Solve this recurrence relation:
$$a_n = \left(\frac{a_{n-2}}{a_{n-1}}\right)^{\frac{1}{2}}$$
by taking the logarithm of both sides and making the substitution
$$b_n = \lg a_n$$
A couple years ago I took precalc and a couple years before that I took College Algebra to brush up since before then I'd been out of school for a couple of years already.
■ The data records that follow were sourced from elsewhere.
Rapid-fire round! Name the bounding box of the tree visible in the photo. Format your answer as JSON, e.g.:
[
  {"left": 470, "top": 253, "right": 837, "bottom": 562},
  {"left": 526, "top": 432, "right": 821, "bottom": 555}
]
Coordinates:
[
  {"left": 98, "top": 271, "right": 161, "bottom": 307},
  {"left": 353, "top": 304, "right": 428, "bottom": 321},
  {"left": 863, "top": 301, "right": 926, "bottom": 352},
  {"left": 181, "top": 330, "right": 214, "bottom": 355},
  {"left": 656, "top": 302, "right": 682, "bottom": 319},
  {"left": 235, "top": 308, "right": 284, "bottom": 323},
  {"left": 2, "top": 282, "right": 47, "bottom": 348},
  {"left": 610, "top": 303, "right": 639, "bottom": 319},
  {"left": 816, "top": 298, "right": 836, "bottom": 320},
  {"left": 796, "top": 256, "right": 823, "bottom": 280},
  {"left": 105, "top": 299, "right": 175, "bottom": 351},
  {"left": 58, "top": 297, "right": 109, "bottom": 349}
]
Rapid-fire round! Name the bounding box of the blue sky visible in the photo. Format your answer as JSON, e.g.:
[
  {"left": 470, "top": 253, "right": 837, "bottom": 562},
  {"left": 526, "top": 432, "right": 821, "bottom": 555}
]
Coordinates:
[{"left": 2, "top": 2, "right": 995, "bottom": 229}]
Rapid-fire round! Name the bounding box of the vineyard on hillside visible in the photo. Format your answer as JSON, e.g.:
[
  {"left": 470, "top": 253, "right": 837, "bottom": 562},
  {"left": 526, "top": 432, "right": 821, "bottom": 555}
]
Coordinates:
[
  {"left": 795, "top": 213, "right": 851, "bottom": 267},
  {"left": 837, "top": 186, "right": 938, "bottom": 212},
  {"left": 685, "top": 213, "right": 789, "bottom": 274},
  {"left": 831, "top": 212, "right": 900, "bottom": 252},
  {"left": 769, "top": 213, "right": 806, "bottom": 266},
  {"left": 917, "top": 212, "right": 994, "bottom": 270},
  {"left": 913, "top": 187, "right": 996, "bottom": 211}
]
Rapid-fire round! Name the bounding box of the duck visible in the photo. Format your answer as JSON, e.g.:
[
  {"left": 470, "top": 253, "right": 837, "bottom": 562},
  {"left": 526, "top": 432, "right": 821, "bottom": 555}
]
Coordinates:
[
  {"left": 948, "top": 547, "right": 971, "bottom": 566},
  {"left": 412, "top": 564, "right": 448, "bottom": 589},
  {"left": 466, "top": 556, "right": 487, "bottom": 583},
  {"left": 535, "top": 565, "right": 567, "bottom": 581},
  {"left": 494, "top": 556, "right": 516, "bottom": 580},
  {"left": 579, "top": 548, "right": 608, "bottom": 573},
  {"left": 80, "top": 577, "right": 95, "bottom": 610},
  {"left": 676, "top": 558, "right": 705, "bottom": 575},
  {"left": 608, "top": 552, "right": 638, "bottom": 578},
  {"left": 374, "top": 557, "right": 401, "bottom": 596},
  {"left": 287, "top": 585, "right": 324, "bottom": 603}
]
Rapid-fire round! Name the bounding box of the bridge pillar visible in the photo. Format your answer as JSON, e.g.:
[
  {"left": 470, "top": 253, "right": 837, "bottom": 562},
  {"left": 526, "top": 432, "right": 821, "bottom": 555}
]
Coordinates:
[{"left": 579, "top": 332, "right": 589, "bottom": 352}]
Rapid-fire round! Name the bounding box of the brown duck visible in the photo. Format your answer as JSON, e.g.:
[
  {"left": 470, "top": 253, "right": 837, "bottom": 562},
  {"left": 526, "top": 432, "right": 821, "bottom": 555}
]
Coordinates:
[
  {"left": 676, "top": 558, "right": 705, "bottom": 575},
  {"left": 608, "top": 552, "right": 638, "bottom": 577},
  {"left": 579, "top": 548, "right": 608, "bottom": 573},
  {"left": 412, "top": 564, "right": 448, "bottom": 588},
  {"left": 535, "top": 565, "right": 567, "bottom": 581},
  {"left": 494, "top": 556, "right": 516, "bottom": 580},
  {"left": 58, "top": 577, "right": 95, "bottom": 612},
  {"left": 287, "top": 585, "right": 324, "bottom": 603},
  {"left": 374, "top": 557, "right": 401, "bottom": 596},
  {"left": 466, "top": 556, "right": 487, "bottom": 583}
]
So I'm extremely rusty and this first step, getting the logarithm of both sides, has me confused enough… Like how would I even get the logarithm of the left side?? and then what exactly is that "substitution" supposed to be substituting?
So log'ing both sides I get
$$\ln(a_{n}) = \frac{1}{2}\ln(a_{n-2}) – \frac{1}{2}\ln(a_{n-1})$$
Thank you Alex below but I still don't get how that translates to the substitution equation given… or how to solve for b..? Sorry… Please help me understand better…
Would b_n =
$$b_{n} = \frac{1}{2}[\ln(a_{n-2})-\ln(a_{n-1})]$$
? Then still, how to solve that…
Best Answer
Remember the properties of the log function: $a \log b = \log b^a$ and $\log \frac{a}{b} = \log a - \log b$. Use it to obtain the recurrence $b_n = \frac{1}{2} b_{n-2} - \frac{1}{2}b_{n-1}$. Then solve it using generating functions or difference equations.